Well, this probably isn't very practical for you, but I'll throw it out there anyways...
Over the last while I've been doing a lot of work on Samsung's Family Story product. It's basically a mini-social network where up to 20 people can communicate very quickly and easily. It hooks in with the rest of the Samsung social network through a Samsung Account (or a mobile phone number, etc.).
Sharing in the network is relatively simple and allows for easy collaboration. Emphasis on easy.
Now, this is unlikely to be all that useful for you as a lot of this stuff hasn't been officially rolled out yet. However, the basic idea is there, and if you can locate anything that allows for similar collaboration, it should fit the bill.
The APIs for most services are usually ok to use for simple things, so you could relatively quickly write up something to pull down pictures, etc.
Flickr is a yahoo company, I'm fairly certain.
-cmpm
They are.
I'd be inclined to wonder how complicated (if at all) the web code to upload a picture would be. If it's easy enough to do, and you're not planning to provide guest internet access. Then you could set up a temporary local web server (IIS comes with windows) that had an upload pics to wedding party option on the main page. Then have the WiFi's WAN gateway sent to the local web server so all web requests go directly to it (might require a redirect script, but it makes for a can't miss target.).
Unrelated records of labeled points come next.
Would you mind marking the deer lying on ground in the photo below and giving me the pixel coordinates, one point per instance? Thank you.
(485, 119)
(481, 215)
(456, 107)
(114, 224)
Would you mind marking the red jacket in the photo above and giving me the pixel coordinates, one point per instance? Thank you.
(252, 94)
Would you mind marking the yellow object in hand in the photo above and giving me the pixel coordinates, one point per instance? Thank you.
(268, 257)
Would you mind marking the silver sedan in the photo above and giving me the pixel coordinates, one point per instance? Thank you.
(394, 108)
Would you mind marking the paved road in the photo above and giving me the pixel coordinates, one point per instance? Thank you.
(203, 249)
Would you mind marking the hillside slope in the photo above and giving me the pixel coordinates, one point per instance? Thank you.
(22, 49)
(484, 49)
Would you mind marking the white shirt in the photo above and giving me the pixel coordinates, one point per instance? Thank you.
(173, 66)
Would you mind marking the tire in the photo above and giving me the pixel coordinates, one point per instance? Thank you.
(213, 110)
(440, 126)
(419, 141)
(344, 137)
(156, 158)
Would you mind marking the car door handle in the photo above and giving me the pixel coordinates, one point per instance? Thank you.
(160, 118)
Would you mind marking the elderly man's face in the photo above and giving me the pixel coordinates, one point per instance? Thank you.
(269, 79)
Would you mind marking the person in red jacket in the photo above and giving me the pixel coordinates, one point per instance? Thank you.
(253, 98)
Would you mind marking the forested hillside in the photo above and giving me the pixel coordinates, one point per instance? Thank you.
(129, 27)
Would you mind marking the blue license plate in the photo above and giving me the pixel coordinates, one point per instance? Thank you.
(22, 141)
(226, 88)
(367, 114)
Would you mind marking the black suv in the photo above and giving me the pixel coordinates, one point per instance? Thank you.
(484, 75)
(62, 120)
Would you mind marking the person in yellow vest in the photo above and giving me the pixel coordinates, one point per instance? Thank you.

It's totally hands off (mosaic display software would just target the server's upload folder), and would it open up the possibility of letting folks browse all the photos taken live without risk of deletion. side benefit being as it's a closed loop there is no risk of data leakage.
-Stoic Joker
And the Flickr API is pretty good. I've used it.
The Facebook API is usable.
You could have people post to specific albums, then download new content from there.
But honestly, Box.net or Dropbox would likely be the easiest for everyone. You could then simply monitor the folder. A LOT less work. You only need to set up the collaboration with people... and that's where all the real work is. It's analogous to the Samsung Account, and how they integrate all the services. (I'm not sure what the official name will be when it's all rolled out as I suspect that the name I'm looking at may just be an internal code name - it's not all that sexy at the moment.)
Both Box.net and Dropbox have mobile applications, so, that solves that. They're both quite good, though I'd recommend Box.net probably. The simplicity of a folder is just so much easier. And they already have excellent sharing options.